Desenvolvimento, meio ambiente e integração

Temer usou parte importante do discurso para se referir ao sul do mundo, à América Latina e à África. Ao mencionar o 25º aniversário da Agência de Contabilidade e Controle de Materiais Nucleares, organização binacional dedicada à aplicação de salvaguardas nucleares, recordou que “a promoção da confiança entre brasileiros e argentinos na área nuclear está na origem de nossa experiência de integração. Está na base de projetos como o Mercosul. A integração latino-americana é, para o Brasil, princípio constitucional e prioridade permanente de política externa”. Do mesmo modo que para a América Latina e para o esforço de integração, “o Brasil olha para a África com amizade e respeito, com a determinação de empreender projetos que nos aproximem ainda mais”.

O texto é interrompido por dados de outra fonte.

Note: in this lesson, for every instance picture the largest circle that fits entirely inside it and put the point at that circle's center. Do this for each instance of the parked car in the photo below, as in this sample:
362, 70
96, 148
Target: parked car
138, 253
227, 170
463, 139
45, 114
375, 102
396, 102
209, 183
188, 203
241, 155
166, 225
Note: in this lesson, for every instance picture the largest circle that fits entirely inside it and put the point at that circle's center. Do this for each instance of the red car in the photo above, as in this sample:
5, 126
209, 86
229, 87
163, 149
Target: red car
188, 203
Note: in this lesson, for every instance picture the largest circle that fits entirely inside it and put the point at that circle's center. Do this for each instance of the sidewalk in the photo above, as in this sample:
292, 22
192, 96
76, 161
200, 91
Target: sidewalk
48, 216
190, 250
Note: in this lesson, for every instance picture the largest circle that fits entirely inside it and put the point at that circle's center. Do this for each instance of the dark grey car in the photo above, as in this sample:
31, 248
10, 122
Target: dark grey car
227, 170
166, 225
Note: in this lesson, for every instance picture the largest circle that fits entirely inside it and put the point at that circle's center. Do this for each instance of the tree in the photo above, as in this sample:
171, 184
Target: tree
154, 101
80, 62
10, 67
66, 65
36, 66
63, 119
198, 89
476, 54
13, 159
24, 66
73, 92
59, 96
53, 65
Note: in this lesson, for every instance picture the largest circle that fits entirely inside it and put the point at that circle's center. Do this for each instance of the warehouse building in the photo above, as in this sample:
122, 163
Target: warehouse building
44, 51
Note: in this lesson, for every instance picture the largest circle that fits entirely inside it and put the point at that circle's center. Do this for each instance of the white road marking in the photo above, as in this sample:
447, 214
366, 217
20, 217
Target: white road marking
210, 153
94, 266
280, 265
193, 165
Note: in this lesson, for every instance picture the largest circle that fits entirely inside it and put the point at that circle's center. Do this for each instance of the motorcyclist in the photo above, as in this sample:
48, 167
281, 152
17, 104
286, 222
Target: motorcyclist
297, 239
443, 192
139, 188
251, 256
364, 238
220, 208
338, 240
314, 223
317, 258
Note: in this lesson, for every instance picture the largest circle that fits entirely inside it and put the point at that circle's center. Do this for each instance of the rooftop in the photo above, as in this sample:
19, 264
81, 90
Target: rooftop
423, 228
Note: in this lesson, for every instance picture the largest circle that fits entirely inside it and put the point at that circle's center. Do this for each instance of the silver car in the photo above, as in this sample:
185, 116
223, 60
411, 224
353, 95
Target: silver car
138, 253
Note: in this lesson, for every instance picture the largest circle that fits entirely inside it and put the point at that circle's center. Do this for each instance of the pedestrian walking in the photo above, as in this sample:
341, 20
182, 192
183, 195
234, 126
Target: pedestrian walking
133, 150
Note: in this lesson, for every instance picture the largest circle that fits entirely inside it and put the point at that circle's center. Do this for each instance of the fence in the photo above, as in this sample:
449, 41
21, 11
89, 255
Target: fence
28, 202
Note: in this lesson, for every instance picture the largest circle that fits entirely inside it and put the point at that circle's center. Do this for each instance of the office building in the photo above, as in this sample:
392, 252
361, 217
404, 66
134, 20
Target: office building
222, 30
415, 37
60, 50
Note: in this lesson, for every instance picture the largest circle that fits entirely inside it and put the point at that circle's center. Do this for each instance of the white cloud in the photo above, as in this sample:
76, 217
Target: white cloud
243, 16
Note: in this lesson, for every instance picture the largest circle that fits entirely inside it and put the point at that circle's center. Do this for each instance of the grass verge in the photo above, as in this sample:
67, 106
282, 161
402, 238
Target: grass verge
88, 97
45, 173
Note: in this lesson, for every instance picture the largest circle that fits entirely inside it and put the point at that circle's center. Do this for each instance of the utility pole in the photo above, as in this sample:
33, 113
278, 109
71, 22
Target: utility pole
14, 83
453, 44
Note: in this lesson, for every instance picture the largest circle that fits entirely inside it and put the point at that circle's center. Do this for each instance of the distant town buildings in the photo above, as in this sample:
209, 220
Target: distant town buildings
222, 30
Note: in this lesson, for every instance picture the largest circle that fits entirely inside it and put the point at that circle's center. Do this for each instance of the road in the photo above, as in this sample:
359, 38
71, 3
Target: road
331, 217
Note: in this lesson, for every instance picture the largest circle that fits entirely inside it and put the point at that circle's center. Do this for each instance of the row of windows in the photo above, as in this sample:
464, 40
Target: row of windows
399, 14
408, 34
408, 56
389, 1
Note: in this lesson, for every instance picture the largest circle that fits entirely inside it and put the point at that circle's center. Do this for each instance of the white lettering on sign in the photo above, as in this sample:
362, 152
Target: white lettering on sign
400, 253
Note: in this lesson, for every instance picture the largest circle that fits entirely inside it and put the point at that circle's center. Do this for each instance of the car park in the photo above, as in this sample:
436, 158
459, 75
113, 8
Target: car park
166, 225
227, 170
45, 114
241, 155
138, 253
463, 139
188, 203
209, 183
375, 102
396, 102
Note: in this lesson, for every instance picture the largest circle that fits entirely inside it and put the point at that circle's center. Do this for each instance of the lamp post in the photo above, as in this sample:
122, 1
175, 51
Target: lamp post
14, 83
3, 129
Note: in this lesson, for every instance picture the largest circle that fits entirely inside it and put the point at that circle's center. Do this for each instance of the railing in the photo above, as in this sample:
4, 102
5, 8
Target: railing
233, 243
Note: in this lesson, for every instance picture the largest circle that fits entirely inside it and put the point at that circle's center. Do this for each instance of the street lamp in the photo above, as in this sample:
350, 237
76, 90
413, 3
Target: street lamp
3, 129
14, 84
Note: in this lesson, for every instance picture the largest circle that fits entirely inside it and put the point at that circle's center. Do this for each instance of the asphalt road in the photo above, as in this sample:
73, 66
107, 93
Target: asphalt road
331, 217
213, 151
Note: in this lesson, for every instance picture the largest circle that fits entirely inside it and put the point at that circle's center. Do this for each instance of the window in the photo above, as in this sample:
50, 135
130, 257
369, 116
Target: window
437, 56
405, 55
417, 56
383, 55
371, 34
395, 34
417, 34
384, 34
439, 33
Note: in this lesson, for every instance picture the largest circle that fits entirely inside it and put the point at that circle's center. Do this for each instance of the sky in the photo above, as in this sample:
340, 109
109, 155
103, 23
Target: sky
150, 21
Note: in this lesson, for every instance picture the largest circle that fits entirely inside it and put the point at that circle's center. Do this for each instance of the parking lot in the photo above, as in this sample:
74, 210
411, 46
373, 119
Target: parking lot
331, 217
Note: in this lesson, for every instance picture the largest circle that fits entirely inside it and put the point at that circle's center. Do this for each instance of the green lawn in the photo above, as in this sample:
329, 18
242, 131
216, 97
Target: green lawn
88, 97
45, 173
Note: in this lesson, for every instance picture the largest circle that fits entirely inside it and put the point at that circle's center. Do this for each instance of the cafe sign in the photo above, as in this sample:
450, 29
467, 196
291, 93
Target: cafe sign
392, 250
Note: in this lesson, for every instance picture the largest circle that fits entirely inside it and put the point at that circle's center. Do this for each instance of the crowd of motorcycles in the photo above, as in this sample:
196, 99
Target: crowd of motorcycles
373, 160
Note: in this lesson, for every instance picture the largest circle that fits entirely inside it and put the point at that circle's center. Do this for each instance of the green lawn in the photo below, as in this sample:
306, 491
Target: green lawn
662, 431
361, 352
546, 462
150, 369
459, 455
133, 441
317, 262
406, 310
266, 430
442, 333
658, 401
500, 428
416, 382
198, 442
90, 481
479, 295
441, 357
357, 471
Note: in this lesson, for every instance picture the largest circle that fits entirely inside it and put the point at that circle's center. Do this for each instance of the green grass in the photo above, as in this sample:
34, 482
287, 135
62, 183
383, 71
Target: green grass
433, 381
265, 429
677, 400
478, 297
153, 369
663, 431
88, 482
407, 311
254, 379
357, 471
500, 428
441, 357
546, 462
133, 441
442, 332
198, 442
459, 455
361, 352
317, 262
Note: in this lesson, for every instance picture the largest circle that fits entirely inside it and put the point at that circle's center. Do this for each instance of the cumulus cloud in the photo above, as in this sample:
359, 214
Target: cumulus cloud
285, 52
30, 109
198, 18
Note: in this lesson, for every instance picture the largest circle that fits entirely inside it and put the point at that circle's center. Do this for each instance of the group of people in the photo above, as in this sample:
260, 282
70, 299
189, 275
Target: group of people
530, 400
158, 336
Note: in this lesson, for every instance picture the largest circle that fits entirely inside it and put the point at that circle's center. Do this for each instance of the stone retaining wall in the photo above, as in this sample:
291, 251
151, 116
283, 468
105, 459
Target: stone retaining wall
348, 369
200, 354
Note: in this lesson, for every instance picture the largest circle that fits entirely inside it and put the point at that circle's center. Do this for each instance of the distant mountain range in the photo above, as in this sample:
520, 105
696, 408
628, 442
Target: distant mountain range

Trata-se, em resumo, do imperativo do desenvolvimento e da multiplicação de “sociedades desenvolvidas”, nas quais “todos têm direito a serviços públicos de qualidade – educação, saúde, transportes, segurança”, onde se garante a igualdade de oportunidades, o bem-estar, o acesso ao trabalho decente e a dignidade da pessoa humana. Por isso, o Brasil defende a Agenda 2030, “maior empreitada das Nações Unidas em prol do desenvolvimento”, que precisa sair do papel.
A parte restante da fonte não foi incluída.